Yisroel –I called up the House and said I need to come for Shabbos, that I was involved with Dovid Din, and they said, oh, welcome! Please come by! Come for Shabbos!
So I got to the House of Love and Prayer, and it was for sure after sunset. It was already dark. It was definitely as far as I understood, Shabbos is already beginning. I was having a lot of trepidations. Should I knock on the door? So I walk up to the House and knock on the door, very kind of embarrassed that I have my knap sack. And Louise Burke opens the door. And I say, “I’d like to come in for Shabbos.”
And she says, “Welcome, welcome, welcome, welcome! We’re waiting so long for you.” So I come in. And the thing that blew me away, just totally, somewhere between 10 and 20 women are in the middle of candle lighting. They’re lighting candles on the window sills around the prayer room, doing it one at a time.
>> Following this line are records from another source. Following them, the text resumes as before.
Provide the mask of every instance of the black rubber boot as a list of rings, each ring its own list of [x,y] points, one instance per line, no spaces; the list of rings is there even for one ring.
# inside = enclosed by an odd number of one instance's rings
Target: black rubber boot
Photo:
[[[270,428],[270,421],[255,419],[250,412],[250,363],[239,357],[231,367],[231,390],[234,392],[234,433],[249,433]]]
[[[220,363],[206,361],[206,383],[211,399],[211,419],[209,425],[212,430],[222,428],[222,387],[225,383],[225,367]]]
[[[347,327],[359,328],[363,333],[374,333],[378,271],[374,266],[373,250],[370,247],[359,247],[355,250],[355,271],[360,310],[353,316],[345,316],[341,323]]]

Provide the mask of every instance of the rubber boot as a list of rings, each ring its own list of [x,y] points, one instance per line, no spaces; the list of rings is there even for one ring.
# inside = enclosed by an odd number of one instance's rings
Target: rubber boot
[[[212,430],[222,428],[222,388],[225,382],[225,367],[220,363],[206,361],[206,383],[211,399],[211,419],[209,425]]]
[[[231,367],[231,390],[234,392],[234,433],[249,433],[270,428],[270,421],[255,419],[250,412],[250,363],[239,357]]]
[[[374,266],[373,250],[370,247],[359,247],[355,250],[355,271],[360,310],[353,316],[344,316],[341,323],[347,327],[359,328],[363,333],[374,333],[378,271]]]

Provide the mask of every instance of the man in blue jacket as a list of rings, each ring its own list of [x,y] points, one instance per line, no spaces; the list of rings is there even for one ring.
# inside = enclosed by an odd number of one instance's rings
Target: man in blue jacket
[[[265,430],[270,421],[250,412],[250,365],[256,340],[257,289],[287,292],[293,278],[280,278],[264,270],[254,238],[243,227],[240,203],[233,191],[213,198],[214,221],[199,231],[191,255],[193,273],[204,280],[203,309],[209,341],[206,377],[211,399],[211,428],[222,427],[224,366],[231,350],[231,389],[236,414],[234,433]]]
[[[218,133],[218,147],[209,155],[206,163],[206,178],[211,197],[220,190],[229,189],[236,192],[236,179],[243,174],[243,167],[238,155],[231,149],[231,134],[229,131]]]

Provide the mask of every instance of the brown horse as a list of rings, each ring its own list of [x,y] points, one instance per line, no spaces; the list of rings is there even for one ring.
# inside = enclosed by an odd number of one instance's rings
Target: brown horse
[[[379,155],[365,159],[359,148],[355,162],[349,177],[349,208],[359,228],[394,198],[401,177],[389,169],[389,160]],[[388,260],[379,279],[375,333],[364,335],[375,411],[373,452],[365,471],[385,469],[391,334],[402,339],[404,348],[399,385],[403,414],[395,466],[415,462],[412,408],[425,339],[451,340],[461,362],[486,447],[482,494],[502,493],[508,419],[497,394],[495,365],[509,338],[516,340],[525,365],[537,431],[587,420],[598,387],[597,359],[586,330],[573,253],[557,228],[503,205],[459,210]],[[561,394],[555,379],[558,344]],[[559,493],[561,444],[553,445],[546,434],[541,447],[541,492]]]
Each woman is doing a deep meditation and lighting her candles, and her sisters are behind her, and they’re singing softly.
And I’m thinking, here it is, it’s already Shabbos, and they’re lighting candles? What’s going on here? And they go through the whole ritual. When it was all over, I asked somebody, “How come you’re lighting candles so late? Don’t you light candles before sunset?” That’s how my mother always lit candles.
They said, “Well, we started well before sunset.” (laughs) They kept right on going, you know? It took an hour and a half for the women to light the candles. Because each one had to do it individually, with the support of her sisters. But there was such a glow of light. It was so radiant, so deep. I said, shhhhh! There’s something here.
So I became a regular at the House of Love and Prayer. One day two young women, Barrie Dinnerstein and Joanie, two friends from Queens, young hippie girls with their backpacks, come in. And they knock on the door one Friday evening, around candle lighting time, and they said, they’re looking for a place for Shabbos. And I said, “Ah, we’re waiting so long for you! Come on in!” Bracha Din (Barrie’s name when she became Dovid Din’s wife) tells the story over and over and over again to this day.
Aryae – When did you move into the House?
Yisroel – April of 1970. I realized I needed a place to eat. I was keeping kosher (at college) as best I could on my meal tickets. But it got to the point where I was eating yoghurt and fruit, ‘cause I couldn’t eat out of the traif (non-kosher) cafeteria. At Pesach I realized I couldn’t be there at all. So I asked to come and stay for Pesach.
I moved into the basement dungeon. (laughs) The boiler room was the men’s dormitory. What a nightmare! It was a boiler room, for crying out loud. One big old boiler over there, and bunk beds made out of wood all over the place. If there wasn’t bunk bed space, you’re on the stone floor in a sleeping bag. That was the boys’ dorm. The girls’ dorm was in the attic. Koved (respect) to the women! (laughs)
Day in and day out, the House was very high. Shabbos, and week to week, it was an extremely special place. But when Shlomo came out, he just blew it out of the water. When Shlomo was there, I got a sense of what it must have been like with the Baal Shem Tov. Completely beyond time and space.
With Shlomo we would daven, and the davvennen would go on forever, and the meal would go on. Sometimes we wouldn’t be sitting down to eat until 11, 12 o’clock at night, ‘cause the davvennen went on that long. Just the singing and dancing was two hours. Then we’d bensh (say the blessing after the meal) at 3 or 4 in the morning.
(On Saturday) more often than not, we’d walk out to the Presidio. There was this big, old tree. Shlomo loved to sit by this tree and teach. We’d go sit out there and learn for two or three hours, and then come back and daven. So here it was in the summertime, we’d be getting up from the second meal (the noon meal) around 6 or 7 o’clock PM. We wouldn’t end Shabbos (which is supposed to end at sunset) until midnight.
The sense of time … the sense of Shabbos being an entity, instead of something that goes by the clock – it was amazing. Shlomo, the way that people were attracted to Shlomo – his magnetism… It’s hard to describe what Shlomo was doing, but it was absolutely incredible just watching him, be himself! Being in Shabbos, being there for people.